Antenatal steroids are given because of an increase in the risk of preterm delivery. Most of the exposed fetuses who eventually deliver at term were presumably exposed to ACS because of preterm labour, pre-eclampsia, preterm rupture of membranes, chorioamnionitis, severe growth restriction or other pregnancy complications. Thus the small increase in the proportion of children with the outcome codes (small but, on a population basis, very important) may be related to the occurrence of preterm labour, often triggered by inflammatory changes. In other words, it is possible ( I would even say likely) that these data are biased by confounding by indication.
A useful control/comparison group would be those who had a similar presentation but did not receive antenatal steroids, a group which probably does not exist in sufficient numbers.
Other data already exist, not referenced by these authors, that an episode of preterm labour, followed by delivery at term, is associated with poorer neurodevelopmental outcomes. (for example Paules C, et al. Threatened preterm labor is a risk factor for impaired cognitive development in early childhood. Am J Obstet Gynecol. 2017;216(2):157 e1- e7.) Presumably in that study also, an episode of preterm labour was associated with the administration of steroids.
So, if these data really reflect an adverse trajectory of brain development of the babies in the “exposed” group one of three possibilities exist. 1. Antenatal steroids have direct adverse effects on cerebral development. 2. Antenatal steroids are administered for many indications which themselves have adverse effects on brain development. 3. Some other factor is related to both adverse brain development and having an indication for antenatal steroids.
I think that from observational data we will never be able to answer the question of whether threatened preterm delivery, or antenatal steroids, or something else, is the factor which leads to health care encounters coded as a mental or behavioural disorder.
Antenatal steroids can be life-saving, and the lower the gestation the smaller the NNT to prevent one death. One way to answer the question about the potential adverse impacts of the intervention would be a long term outcome study among infants from the Gyamfi-Bannerman trial. In that trial, antenatal steroids prior to expected late preterm delivery reduced the number of babies needing CPAP by 20% (from about 13 to 10%).
Late preterm infants clearly have poorer developmental outcomes than babies born at term, and late preterm infants who are admitted to the NICU are worse off than those who do not need intensive care. So withholding antenatal steroids from them is something that we should consider very carefully, but if the NNT to prevent NICU admission is large, and there are potential adverse impacts on the remaining infants who do not necessarily have a benefit of the steroids then I think we could consider withholding antenatal steroids in those situations where the benefit is more questionable, in a Randomized comparison of long term outcomes.
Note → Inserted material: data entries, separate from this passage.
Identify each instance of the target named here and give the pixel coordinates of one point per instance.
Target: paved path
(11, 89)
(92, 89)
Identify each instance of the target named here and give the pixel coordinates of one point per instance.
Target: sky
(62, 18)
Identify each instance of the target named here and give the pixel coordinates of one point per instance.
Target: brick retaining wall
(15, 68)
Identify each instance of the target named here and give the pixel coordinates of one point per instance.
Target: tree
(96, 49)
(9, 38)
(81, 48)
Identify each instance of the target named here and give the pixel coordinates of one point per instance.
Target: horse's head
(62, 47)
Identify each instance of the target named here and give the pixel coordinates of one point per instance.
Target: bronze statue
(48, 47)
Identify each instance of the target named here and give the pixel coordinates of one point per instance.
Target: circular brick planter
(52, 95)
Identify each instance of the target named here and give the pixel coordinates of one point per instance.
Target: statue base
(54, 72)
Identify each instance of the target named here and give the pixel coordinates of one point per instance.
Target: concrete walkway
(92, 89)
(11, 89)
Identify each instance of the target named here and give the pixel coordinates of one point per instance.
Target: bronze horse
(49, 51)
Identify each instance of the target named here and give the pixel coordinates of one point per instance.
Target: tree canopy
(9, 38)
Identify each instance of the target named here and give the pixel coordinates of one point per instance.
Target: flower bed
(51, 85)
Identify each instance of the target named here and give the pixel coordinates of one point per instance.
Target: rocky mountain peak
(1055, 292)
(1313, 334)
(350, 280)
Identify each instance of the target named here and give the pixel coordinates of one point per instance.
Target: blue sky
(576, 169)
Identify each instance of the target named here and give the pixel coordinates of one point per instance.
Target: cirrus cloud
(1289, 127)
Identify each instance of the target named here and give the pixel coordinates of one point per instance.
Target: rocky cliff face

That will take a while to happen.
In the meantime, I think an analysis of observational data could be more informative if we analyzed the different subgroups of indications for antenatal steroids. If there is a consistent association of antenatal steroids with poorer outcomes among all indications, those that are associated with inflammation (PPROM and chorio for example) and those that are less inflammatory (PET and IUGR), then that would confirm that it might well be the steroids themselves, rather than the indication for steroids, that are the adverse factor.